Lindome GIF
- Full name: Lindome Gymnastik-och Idrottsförening
- Founded: 1928
- Ground: Lindevi IP Lindome Sweden
- Capacity: 1,500
- Chairman: Morris Björlin
- Head coach: Shako Barzingi
- Coach: Thomas Björk Johan Nexborn Tomas Rudevärn
- League: Division 1 Södra
- 2019: Division 1 Södra, 10th
- Website: http://www.lindomegif.se/
| Home colours | Away colours |

= Lindome GIF =

Swedish football club

Lindome GIF is a Swedish football club located in Lindome in Mölndal Municipality, Västra Götaland County.

==Background==
The club was formed on 31 January 1928 under the name Lindome IF through the merger of Lindome JUF, Anderstorps IF and Stationens IF. In 1960 the name was changed to Lindome GoIF (Lindome gymnastik och idrottsförening).

The original club members were farmers and youth members of the Jordbrukarungdomens Förbund (Farmers' Youth League) and the motive was simply that by engaging in sport, members could have fun together. Sports that the club engaged in included football but also table tennis, bandy, boxing, swimming and athletics.

Since their foundation Lindome GIF has participated mainly in the middle and lower divisions of the Swedish football league system. However, in 2007 the club won Division 2 Västra Götaland and were promoted to Division 1 Södra where they spent two seasons. The club currently plays in Division 2 Västra Götaland which is the fourth tier of Swedish football. They play their home matches at the Lindevi IP in Lindome.

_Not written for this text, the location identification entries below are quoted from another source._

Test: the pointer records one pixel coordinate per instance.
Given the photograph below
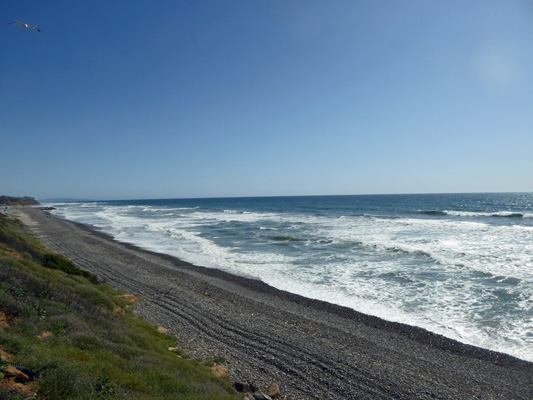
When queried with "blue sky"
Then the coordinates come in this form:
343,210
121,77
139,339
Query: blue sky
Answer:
132,99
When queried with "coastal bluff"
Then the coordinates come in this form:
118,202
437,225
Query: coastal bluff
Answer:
311,349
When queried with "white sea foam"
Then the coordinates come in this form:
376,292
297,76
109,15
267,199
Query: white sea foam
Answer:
446,275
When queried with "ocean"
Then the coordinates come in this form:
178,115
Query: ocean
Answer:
460,265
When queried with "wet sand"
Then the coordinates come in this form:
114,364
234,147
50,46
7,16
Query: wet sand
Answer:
312,349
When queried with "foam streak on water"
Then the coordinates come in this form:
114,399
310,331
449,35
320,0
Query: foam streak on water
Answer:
458,265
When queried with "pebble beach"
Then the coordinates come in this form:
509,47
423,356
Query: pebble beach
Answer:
310,348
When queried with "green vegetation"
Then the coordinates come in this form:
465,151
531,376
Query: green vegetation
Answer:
78,336
18,201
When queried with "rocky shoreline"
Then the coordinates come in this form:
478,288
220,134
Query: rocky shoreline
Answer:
309,349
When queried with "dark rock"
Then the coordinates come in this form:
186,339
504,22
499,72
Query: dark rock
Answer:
273,391
261,396
241,387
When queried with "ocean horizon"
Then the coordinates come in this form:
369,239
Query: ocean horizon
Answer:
460,265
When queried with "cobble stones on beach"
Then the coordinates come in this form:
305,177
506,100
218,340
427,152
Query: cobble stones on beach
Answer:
310,349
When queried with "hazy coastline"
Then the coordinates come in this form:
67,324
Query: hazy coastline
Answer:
311,348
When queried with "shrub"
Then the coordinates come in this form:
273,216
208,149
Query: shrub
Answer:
56,261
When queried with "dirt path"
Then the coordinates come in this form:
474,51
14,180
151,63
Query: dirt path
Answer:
312,349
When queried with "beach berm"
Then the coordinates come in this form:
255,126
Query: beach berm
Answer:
311,349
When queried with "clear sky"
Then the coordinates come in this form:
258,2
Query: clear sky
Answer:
129,99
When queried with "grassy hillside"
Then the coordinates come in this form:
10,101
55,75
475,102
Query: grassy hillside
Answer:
75,338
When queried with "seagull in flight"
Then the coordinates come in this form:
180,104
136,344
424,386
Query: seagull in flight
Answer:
25,25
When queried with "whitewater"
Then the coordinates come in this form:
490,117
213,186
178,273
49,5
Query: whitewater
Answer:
460,265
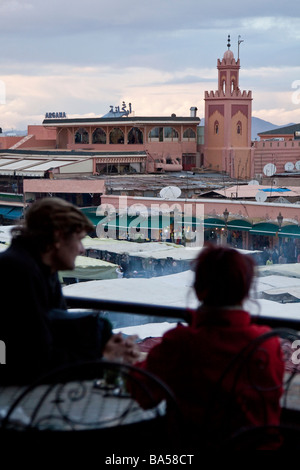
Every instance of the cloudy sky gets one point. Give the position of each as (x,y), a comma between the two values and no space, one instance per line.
(80,57)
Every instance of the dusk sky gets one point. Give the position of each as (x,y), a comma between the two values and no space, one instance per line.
(80,57)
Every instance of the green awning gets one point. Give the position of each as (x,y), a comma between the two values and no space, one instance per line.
(264,228)
(292,231)
(11,212)
(90,212)
(239,225)
(214,223)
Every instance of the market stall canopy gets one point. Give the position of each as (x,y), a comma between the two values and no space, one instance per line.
(87,268)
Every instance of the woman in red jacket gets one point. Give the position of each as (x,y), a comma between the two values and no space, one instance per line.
(216,395)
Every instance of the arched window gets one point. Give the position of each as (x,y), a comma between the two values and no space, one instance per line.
(170,133)
(99,136)
(224,85)
(81,136)
(216,127)
(156,134)
(135,136)
(116,136)
(189,134)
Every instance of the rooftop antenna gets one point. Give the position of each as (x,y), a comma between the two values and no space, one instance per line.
(239,42)
(228,41)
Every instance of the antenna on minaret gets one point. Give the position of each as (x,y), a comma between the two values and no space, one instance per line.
(228,41)
(239,42)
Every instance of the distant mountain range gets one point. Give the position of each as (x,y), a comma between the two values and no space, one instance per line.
(259,125)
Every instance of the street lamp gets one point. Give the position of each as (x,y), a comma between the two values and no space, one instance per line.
(280,220)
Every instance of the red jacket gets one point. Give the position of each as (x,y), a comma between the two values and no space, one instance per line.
(191,360)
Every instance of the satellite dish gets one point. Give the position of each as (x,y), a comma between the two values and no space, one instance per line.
(170,192)
(289,166)
(261,196)
(269,169)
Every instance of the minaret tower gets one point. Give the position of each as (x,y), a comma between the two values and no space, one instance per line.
(227,134)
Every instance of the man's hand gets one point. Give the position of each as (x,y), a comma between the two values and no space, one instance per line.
(122,349)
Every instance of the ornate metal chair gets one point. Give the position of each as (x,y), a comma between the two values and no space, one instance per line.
(94,399)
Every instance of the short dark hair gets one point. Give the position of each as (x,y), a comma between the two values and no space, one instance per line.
(223,275)
(49,215)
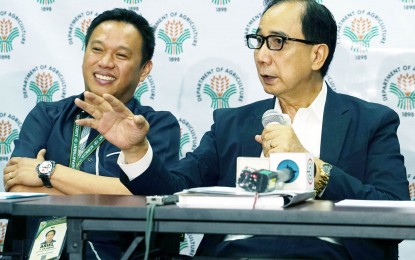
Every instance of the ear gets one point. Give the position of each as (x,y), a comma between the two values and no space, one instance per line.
(146,69)
(319,55)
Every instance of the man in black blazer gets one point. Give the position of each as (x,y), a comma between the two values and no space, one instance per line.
(354,143)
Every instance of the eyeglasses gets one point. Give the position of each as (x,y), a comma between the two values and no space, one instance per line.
(274,42)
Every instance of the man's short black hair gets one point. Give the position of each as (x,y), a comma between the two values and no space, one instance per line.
(318,25)
(129,17)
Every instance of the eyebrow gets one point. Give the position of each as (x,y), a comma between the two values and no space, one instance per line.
(279,33)
(118,47)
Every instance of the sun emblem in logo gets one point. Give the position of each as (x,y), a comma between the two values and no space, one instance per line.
(44,87)
(174,35)
(404,89)
(7,34)
(361,33)
(7,136)
(80,32)
(219,90)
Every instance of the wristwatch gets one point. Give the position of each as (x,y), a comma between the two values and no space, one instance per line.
(325,169)
(44,171)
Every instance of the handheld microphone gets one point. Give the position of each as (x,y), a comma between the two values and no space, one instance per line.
(264,180)
(272,116)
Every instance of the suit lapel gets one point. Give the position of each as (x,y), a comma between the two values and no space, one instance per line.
(335,125)
(253,126)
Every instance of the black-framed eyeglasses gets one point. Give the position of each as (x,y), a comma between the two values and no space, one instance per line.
(274,42)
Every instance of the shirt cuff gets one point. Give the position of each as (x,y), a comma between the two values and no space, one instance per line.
(133,170)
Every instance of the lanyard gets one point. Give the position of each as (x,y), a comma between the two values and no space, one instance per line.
(77,159)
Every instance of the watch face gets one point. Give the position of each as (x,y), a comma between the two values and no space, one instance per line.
(45,167)
(326,168)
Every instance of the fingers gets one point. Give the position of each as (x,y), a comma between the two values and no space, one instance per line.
(8,180)
(141,122)
(116,104)
(41,155)
(258,138)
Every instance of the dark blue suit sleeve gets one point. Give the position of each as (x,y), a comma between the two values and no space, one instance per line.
(375,170)
(34,134)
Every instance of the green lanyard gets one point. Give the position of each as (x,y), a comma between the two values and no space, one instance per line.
(76,159)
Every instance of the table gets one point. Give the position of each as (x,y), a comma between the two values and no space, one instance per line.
(128,213)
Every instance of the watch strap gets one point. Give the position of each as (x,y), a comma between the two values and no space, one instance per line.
(45,177)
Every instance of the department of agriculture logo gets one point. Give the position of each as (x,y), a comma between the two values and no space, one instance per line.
(46,5)
(220,84)
(188,138)
(330,82)
(409,4)
(360,30)
(252,26)
(177,31)
(79,26)
(11,27)
(399,86)
(145,86)
(221,5)
(10,126)
(46,82)
(133,4)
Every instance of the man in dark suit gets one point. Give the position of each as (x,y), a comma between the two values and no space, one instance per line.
(354,143)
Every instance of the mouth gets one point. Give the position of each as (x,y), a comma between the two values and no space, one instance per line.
(104,77)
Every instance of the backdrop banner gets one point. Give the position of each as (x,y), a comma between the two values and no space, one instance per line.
(201,62)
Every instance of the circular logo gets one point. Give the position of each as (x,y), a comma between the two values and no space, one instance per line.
(188,137)
(44,81)
(220,84)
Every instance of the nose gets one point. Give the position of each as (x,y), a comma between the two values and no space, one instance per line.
(106,61)
(263,55)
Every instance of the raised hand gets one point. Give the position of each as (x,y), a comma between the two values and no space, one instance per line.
(113,120)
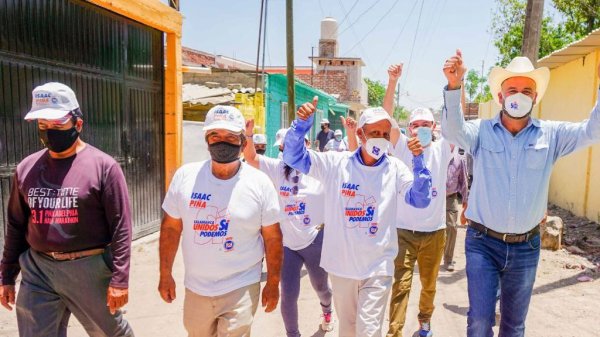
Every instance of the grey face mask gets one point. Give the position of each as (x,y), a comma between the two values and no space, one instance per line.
(224,153)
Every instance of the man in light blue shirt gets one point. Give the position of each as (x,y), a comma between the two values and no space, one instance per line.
(513,158)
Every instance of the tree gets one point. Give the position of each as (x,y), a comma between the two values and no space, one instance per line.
(507,27)
(401,113)
(376,92)
(582,16)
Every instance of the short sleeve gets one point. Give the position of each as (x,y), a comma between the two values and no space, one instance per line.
(271,167)
(171,204)
(271,211)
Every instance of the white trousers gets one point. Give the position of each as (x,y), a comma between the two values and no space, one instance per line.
(360,304)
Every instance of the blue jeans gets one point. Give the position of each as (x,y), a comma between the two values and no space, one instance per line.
(491,264)
(293,260)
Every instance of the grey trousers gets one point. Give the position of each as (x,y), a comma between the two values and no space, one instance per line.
(51,290)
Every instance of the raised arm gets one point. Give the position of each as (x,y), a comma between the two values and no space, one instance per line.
(249,151)
(295,153)
(350,126)
(394,73)
(573,136)
(454,127)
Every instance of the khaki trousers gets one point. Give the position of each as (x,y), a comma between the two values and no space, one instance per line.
(228,315)
(427,249)
(360,304)
(451,225)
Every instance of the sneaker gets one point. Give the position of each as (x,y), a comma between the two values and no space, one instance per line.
(425,330)
(327,322)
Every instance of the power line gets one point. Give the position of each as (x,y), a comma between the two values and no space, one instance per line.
(397,37)
(359,17)
(375,26)
(412,49)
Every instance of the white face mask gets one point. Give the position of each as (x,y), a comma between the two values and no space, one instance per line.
(518,105)
(377,147)
(425,136)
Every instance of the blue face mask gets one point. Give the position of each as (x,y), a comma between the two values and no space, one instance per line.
(425,136)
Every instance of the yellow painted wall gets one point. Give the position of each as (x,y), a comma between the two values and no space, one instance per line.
(252,107)
(570,97)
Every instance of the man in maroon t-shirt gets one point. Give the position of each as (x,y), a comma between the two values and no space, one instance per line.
(69,228)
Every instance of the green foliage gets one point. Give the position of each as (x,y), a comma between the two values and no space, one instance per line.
(473,85)
(401,113)
(508,24)
(376,92)
(582,16)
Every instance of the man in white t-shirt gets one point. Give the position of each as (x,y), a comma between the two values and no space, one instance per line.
(226,213)
(362,190)
(337,143)
(421,232)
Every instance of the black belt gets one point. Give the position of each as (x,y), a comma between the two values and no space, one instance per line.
(508,238)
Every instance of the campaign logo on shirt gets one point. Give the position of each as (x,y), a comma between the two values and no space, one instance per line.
(298,207)
(360,213)
(286,191)
(199,200)
(349,189)
(211,226)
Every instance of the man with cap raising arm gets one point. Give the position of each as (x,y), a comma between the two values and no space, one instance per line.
(69,228)
(513,158)
(362,189)
(228,213)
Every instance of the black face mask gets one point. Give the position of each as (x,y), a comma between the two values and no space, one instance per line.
(59,140)
(224,153)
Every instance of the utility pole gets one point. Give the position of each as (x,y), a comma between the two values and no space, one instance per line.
(533,30)
(262,10)
(289,29)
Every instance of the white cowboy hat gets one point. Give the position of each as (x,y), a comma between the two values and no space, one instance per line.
(519,67)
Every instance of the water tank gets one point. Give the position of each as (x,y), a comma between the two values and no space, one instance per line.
(329,29)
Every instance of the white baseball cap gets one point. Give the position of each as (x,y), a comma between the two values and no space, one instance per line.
(259,138)
(421,114)
(53,101)
(224,117)
(280,136)
(374,115)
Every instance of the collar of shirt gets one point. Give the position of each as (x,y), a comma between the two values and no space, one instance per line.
(359,158)
(532,121)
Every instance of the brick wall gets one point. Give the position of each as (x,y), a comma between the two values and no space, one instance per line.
(332,82)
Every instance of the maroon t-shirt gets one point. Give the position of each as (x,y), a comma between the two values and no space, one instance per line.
(67,205)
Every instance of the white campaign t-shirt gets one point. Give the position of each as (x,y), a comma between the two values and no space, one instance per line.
(301,203)
(335,145)
(437,157)
(360,238)
(221,241)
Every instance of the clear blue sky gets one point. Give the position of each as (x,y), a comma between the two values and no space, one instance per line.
(231,28)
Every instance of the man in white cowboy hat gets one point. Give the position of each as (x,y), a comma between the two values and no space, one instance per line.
(513,158)
(325,135)
(226,214)
(362,192)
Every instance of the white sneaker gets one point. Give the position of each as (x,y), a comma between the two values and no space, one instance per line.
(327,322)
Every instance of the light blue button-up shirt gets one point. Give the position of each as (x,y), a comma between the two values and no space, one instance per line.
(511,174)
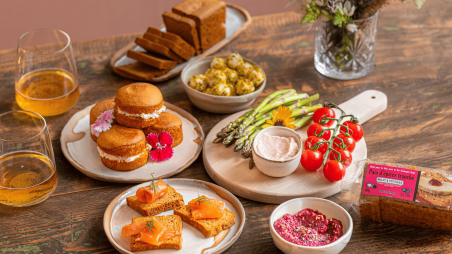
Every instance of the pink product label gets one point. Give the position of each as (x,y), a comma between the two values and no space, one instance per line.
(391,182)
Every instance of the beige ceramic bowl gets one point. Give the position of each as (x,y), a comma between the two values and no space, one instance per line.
(277,168)
(213,103)
(328,208)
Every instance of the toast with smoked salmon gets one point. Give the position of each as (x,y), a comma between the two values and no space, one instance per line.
(171,200)
(169,222)
(209,227)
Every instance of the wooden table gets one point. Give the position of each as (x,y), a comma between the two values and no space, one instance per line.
(413,67)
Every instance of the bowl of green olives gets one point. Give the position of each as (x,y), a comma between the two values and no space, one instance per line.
(223,84)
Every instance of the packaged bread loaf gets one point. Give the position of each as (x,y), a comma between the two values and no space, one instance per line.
(401,194)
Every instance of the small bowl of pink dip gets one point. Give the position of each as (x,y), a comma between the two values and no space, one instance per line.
(277,151)
(310,225)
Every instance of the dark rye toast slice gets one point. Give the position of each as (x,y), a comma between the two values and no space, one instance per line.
(170,44)
(170,201)
(173,37)
(152,60)
(170,222)
(209,16)
(141,71)
(209,227)
(158,49)
(184,27)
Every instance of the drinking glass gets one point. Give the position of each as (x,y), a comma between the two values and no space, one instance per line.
(27,165)
(46,74)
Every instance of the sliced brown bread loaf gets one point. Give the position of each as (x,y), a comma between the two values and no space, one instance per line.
(170,201)
(173,37)
(158,49)
(210,227)
(176,48)
(209,16)
(170,222)
(152,60)
(141,71)
(182,26)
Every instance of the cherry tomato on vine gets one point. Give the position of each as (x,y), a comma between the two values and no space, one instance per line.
(322,113)
(316,128)
(312,140)
(311,160)
(334,171)
(356,130)
(349,142)
(346,156)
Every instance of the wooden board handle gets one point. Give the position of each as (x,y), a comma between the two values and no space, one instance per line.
(366,105)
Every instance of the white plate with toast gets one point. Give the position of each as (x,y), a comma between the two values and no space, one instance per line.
(81,151)
(237,20)
(119,214)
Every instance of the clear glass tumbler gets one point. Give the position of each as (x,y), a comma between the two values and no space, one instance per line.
(345,55)
(27,165)
(46,74)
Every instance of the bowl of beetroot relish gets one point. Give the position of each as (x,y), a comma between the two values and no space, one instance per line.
(310,225)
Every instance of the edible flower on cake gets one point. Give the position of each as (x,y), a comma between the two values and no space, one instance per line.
(308,228)
(205,208)
(151,193)
(151,231)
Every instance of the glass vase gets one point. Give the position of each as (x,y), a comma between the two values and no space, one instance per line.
(345,55)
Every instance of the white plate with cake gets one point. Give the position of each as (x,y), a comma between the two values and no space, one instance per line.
(214,235)
(189,34)
(109,141)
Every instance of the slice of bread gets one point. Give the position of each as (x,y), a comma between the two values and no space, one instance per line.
(186,55)
(170,222)
(173,37)
(152,60)
(141,71)
(158,49)
(209,16)
(209,227)
(184,27)
(170,201)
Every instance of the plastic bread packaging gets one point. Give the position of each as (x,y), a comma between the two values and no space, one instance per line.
(399,193)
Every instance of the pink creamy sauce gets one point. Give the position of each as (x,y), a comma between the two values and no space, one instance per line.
(276,148)
(308,228)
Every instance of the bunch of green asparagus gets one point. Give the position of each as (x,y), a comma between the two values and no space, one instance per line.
(244,129)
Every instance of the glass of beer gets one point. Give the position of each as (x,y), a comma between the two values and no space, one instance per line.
(46,74)
(27,165)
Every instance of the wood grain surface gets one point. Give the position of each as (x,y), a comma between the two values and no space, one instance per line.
(413,67)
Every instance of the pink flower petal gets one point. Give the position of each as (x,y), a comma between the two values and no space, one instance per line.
(152,139)
(106,116)
(94,129)
(165,138)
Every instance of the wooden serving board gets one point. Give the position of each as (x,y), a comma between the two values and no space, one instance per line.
(230,170)
(237,20)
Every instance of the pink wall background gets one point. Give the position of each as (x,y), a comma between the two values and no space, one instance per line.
(90,19)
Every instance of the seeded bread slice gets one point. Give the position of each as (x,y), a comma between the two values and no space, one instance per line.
(173,37)
(152,60)
(182,26)
(170,222)
(209,227)
(170,201)
(158,48)
(141,71)
(176,48)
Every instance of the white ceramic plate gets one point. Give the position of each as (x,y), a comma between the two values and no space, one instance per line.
(119,214)
(237,20)
(81,151)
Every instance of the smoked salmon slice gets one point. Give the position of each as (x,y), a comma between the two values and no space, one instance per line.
(205,208)
(151,231)
(151,193)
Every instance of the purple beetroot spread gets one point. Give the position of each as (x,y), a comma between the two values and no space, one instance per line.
(308,228)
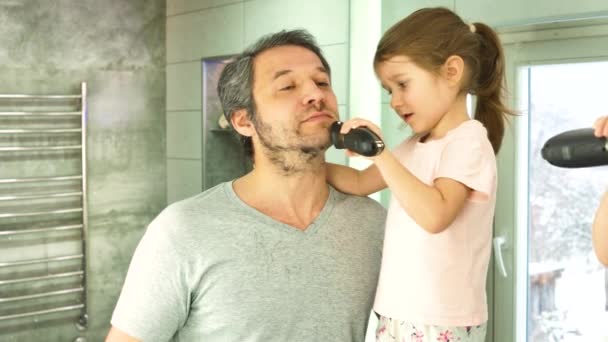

Lindome GIF are affiliated to the Göteborgs Fotbollförbund.

==Season to season==

| Season | Level | Division | Section | Position | Movements |
|---|---|---|---|---|---|
| 1998 | Tier 5 | Division 4 | Göteborg B | 8th |  |
| 1999 | Tier 5 | Division 4 | Göteborg B | 12th | Relegated |
| 2000 | Tier 6 | Division 5 | Göteborg B | 2nd | Promoted |
| 2001 | Tier 5 | Division 4 | Göteborg B | 9th |  |
| 2002 | Tier 5 | Division 4 | Göteborg B | 3rd |  |
| 2003 | Tier 5 | Division 4 | Göteborg B | 1st | Promoted |
| 2004 | Tier 4 | Division 3 | Mellersta Götaland | 1st | Promoted |
| 2005 | Tier 3 | Division 2 | Mellersta Götaland | 3rd | Promoted |
| 2006* | Tier 3 | Division 1 | Södra | 14th | Relegated |
| 2007 | Tier 4 | Division 2 | Västra Götaland | 1st | Promoted |
| 2008 | Tier 3 | Division 1 | Södra | 9th |  |
| 2009 | Tier 3 | Division 1 | Södra | 14th | Relegated |
| 2010 | Tier 4 | Division 2 | Södra Götaland | 3rd |  |
| 2011 | Tier 4 | Division 2 | Västra Götaland | 4th |  |
| 2012 | Tier 4 | Division 2 | Västra Götaland | 3rd |  |
| 2013 | Tier 4 | Division 2 | Västra Götaland | 9th |  |
| 2014 | Tier 4 | Division 2 | Västra Götaland | 8th |  |
| 2015 | Tier 4 | Division 2 | Västra Götaland | 4th |  |
| 2016 | Tier 4 | Division 2 | Västra Götaland | 5th |  |
| 2017 | Tier 4 | Division 2 | Västra Götaland | 8th |  |
| 2018 | Tier 4 | Division 2 | Västra Götaland | 1st | Promoted |
| 2019 | Tier 3 | Division 1 | Södra | 10th |  |
| 2020 | Tier 3 | Division 1 | Södra | 4th |  |

- League restructuring in 2006 resulted in a new division being created at Tier 3 and subsequent divisions dropping a level.

==Attendances==

In recent seasons Lindome GIF have had the following average attendances:

| Season | Average attendance | Division / Section | Level |
|---|---|---|---|
| 2005 | 212 | Div 2 Mellersta Götaland | Tier 3 |
| 2006 | 157 | Div 1 Södra | Tier 3 |
| 2007 | 255 | Div 2 Västra Götaland | Tier 4 |
| 2008 | 287 | Div 1 Södra | Tier 3 |
| 2009 | 224 | Div 1 Södra | Tier 3 |
| 2010 | 229 | Div 2 Södra Götaland | Tier 4 |

- Attendances are provided in the Publikliga sections of the Svenska Fotbollförbundet website.